This looks like a target bug to me in *.postreload we have: (insn 615 177 616 32 (set (reg:CCC 17 flags) (compare:CCC (zero_extract:DI (reg:DI 5 di [orig:129 prephitmp.8 ] [129]) (const_int 1 [0x1]) (const_int 1 [0x1])) (const_int 0 [0]))) pr48774-6.c:23 377 {*testqi_ext_3_rex64} (nil)) (jump_insn 616 615 184 32 (set (pc) (if_then_else (ne (reg:CCC 17 flags) (const_int 0 [0])) (label_ref 214) (pc))) pr48774-6.c:23 589 {*jcc_1} (expr_list:REG_BR_PROB (const_int 5000 [0x1388]) (nil)) which comes from jcc_bt* splitter, where the second const1_rtx still was a register at the time of the split, but IRA materialized it into a constant.
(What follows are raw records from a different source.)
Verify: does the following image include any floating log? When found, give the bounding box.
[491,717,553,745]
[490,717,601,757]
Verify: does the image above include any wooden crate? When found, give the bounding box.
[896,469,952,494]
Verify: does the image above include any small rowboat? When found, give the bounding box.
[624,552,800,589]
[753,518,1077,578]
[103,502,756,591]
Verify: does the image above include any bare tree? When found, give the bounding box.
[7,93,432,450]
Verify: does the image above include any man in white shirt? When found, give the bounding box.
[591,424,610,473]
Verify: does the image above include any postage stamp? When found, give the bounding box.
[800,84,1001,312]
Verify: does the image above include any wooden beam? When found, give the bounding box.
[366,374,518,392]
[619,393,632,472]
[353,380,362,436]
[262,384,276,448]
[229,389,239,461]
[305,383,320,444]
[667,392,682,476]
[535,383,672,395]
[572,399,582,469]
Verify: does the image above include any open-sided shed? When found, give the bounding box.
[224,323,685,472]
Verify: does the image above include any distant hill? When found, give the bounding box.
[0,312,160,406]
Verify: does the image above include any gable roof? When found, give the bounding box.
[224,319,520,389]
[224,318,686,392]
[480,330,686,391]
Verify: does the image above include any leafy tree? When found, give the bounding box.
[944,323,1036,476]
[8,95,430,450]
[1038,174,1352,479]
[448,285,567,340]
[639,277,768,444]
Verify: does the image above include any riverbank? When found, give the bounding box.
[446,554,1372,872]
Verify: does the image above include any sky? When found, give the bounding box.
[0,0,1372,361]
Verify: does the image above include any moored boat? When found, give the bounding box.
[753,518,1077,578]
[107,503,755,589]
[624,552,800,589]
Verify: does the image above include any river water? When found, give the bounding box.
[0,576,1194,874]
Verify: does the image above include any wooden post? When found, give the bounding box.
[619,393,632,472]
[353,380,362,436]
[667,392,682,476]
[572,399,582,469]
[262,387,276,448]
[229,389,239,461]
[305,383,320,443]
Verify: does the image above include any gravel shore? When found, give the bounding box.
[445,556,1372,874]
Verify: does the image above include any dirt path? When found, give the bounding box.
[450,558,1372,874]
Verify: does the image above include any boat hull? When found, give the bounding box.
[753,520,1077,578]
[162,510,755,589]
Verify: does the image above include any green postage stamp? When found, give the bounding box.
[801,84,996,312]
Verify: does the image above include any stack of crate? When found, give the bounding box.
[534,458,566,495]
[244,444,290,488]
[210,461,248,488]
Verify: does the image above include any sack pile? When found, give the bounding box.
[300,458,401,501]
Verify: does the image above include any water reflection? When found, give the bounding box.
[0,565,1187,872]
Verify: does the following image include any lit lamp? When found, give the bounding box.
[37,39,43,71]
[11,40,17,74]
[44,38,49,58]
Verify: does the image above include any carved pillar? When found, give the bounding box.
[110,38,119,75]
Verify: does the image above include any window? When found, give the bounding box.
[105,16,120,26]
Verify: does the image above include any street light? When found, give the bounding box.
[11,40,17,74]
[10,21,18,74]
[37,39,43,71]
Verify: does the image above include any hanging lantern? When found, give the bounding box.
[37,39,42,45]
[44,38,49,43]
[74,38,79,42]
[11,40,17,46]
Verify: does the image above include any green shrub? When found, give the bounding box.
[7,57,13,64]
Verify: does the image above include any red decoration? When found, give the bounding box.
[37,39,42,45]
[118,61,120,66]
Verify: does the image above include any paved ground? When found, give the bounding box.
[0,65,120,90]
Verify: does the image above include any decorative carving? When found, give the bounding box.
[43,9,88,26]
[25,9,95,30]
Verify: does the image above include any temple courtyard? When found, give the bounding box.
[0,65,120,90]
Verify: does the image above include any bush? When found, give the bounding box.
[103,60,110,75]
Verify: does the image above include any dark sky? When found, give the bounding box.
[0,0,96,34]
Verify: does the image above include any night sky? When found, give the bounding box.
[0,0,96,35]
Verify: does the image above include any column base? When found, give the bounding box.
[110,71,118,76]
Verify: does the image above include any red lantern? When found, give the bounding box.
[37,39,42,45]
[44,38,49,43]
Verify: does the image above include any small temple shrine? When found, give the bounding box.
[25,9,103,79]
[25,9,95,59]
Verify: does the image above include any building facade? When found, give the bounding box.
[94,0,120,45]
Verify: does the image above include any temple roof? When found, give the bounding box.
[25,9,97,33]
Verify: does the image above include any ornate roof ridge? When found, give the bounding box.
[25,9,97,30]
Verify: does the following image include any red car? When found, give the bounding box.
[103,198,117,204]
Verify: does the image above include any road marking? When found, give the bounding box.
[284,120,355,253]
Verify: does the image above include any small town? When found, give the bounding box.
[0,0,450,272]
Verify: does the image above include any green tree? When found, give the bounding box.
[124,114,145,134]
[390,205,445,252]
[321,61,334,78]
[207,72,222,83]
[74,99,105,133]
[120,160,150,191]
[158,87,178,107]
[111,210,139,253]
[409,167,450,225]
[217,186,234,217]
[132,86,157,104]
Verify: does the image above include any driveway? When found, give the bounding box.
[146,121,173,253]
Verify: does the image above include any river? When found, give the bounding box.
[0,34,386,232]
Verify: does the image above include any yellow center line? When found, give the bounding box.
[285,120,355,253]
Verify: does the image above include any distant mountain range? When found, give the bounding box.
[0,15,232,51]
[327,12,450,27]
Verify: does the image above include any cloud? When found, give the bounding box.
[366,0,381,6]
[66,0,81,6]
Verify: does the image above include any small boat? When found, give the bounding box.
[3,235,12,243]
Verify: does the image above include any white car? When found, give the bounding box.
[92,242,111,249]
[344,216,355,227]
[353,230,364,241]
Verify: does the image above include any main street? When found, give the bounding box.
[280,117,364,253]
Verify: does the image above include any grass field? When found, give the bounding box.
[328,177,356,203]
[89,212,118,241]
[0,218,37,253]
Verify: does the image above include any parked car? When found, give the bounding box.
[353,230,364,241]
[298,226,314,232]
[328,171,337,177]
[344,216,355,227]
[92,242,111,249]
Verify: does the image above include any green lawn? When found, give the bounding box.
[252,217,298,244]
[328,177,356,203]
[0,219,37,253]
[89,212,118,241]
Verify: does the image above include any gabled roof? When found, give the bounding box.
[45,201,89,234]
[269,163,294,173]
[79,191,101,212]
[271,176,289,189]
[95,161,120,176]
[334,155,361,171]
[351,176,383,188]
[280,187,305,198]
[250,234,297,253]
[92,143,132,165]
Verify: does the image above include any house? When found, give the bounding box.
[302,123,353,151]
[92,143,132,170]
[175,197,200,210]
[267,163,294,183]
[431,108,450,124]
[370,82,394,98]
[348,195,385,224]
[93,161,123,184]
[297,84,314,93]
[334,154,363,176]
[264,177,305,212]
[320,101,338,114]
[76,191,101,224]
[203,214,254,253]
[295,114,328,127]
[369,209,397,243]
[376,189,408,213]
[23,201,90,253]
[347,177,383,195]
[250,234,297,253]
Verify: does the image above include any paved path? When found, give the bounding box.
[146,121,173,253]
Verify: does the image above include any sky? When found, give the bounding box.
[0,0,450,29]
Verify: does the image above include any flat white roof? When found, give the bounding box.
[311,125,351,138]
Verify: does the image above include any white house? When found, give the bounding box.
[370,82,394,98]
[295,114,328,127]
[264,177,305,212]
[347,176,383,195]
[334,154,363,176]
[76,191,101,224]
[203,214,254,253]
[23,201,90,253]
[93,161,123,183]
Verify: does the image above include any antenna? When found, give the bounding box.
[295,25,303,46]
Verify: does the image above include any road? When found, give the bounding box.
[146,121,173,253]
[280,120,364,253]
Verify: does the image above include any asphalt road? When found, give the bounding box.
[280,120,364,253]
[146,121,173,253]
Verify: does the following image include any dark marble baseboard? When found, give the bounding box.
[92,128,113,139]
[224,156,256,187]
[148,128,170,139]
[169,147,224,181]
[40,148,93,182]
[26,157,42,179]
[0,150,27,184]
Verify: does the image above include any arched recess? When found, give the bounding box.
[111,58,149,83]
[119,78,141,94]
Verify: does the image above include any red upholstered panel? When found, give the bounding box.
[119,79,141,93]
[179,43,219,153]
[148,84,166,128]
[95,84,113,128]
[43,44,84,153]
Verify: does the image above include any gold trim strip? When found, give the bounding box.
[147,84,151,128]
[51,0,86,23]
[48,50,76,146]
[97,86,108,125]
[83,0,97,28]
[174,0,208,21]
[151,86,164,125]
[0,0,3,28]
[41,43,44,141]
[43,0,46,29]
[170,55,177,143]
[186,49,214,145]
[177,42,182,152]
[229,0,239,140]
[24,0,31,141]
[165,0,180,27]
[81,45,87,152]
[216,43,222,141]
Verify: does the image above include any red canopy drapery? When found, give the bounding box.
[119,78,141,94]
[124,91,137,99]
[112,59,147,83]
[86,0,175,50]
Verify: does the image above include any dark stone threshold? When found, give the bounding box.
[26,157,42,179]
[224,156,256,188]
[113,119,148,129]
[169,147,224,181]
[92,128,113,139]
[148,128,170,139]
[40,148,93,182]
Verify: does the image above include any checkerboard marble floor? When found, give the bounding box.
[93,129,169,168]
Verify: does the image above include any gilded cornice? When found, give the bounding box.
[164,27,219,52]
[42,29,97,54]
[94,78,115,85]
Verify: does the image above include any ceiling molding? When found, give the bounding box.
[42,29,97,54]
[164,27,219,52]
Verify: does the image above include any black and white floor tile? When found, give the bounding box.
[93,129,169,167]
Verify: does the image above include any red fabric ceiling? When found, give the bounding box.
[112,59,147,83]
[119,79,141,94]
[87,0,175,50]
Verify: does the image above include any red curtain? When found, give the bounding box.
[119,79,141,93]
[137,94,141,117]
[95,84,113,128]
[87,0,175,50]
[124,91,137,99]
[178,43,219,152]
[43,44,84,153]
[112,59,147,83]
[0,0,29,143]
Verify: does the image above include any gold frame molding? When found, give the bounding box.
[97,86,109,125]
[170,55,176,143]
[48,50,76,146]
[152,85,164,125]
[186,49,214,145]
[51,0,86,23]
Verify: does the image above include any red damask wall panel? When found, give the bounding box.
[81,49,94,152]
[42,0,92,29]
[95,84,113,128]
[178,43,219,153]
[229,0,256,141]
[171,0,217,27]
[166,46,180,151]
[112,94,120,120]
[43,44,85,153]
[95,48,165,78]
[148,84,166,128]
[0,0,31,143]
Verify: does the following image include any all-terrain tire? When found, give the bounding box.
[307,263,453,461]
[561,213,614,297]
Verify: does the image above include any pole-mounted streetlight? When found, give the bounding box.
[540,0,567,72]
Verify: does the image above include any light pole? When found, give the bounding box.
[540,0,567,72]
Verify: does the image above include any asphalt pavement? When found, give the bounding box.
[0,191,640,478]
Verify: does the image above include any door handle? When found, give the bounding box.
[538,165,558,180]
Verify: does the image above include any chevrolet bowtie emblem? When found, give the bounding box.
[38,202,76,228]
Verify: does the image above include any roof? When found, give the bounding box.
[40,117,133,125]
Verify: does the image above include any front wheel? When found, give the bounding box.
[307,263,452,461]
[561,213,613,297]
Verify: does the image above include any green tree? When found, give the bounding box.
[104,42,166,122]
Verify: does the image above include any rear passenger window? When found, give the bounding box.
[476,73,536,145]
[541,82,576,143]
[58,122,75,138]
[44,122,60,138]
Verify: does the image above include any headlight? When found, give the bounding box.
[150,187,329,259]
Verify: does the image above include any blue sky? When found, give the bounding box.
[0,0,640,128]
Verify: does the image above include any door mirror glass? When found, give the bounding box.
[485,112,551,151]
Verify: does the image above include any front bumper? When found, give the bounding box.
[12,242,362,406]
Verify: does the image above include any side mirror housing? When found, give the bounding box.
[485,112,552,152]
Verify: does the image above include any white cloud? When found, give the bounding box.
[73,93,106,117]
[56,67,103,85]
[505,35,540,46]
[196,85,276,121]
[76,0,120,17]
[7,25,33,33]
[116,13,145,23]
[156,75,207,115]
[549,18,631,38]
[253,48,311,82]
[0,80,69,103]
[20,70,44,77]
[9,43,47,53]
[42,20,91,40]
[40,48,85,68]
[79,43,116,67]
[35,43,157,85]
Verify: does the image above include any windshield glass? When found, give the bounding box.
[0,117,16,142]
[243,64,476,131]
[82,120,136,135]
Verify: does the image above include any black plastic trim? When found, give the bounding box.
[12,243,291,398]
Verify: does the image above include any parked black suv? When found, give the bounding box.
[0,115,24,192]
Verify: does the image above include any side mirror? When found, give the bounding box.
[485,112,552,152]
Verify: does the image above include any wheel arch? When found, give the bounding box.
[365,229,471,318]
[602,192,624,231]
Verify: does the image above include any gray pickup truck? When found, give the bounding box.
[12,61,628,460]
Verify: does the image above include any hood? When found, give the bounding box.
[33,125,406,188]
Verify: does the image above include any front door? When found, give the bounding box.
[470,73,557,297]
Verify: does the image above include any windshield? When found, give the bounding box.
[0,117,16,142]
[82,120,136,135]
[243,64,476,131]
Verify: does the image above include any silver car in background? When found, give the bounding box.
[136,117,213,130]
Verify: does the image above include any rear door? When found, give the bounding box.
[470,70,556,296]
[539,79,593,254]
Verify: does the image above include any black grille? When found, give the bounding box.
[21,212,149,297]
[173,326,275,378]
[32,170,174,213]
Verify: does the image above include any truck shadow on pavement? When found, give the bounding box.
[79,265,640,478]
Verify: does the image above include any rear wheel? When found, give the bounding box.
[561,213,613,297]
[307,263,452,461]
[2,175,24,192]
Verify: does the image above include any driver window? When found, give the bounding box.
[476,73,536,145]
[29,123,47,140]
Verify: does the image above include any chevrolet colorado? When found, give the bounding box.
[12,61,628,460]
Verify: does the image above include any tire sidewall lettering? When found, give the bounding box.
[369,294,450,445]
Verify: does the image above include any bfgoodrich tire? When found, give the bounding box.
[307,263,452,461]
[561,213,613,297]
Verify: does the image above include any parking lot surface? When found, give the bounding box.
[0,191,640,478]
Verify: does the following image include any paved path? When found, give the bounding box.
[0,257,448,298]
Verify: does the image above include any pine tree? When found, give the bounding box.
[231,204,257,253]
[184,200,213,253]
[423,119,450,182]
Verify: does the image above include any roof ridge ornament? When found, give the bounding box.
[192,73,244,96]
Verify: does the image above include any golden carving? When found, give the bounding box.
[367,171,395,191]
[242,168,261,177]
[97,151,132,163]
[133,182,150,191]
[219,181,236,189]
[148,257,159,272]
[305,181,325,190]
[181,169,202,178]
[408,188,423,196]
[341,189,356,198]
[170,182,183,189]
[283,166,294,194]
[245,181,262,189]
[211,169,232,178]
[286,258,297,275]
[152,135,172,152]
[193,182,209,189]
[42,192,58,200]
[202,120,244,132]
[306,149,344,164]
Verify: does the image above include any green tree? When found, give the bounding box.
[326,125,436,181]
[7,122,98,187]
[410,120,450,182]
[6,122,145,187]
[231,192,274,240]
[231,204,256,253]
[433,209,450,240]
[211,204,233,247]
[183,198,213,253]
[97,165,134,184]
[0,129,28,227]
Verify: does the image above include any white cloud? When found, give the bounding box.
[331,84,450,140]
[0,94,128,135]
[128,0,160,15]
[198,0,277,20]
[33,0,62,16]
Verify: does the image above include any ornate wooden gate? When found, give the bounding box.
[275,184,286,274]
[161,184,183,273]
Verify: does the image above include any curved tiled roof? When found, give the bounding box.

The CCC mode is fine for bt insn. Unfortunately split2 pass splits this into: (insn 626 177 616 32 (set (reg:CCC 17 flags) (compare:CCC (and:QI (reg:QI 5 di [orig:129 prephitmp.8 ] [129]) (const_int 2 [0x2])) (const_int 0 [0]))) pr48774-6.c:23 369 {*testqi_1_maybe_si} (nil)) (jump_insn 616 626 184 32 (set (pc) (if_then_else (ne (reg:CCC 17 flags) (const_int 0 [0])) (label_ref 214) (pc))) pr48774-6.c:23 589 {*jcc_1} (expr_list:REG_BR_PROB (const_int 5000 [0x1388]) (nil)) -> 214) which is already incorrect, if we want to replace bt-ish test, we'd need to update the mode to CCmode or similar and update the user(s). The generated assembly then has: andl $2, %edi jnc .L21 whereas it should have been either btl $1, %edi jnc .L21 or andl $2, %edi je .L21
Created attachment 24169 [details] gcc47-pr48774.patch Untested fix. The additional condition could be changed to just CCCmode check, or on the other side have: || !(TARGET_USE_BT || optimize_function_for_size_p (cfun)) in as well. Or *bt<mode> would need to be represented in RTL in some different way, where the setting of Carry is natural to the operation and couldn't be confused with testqi.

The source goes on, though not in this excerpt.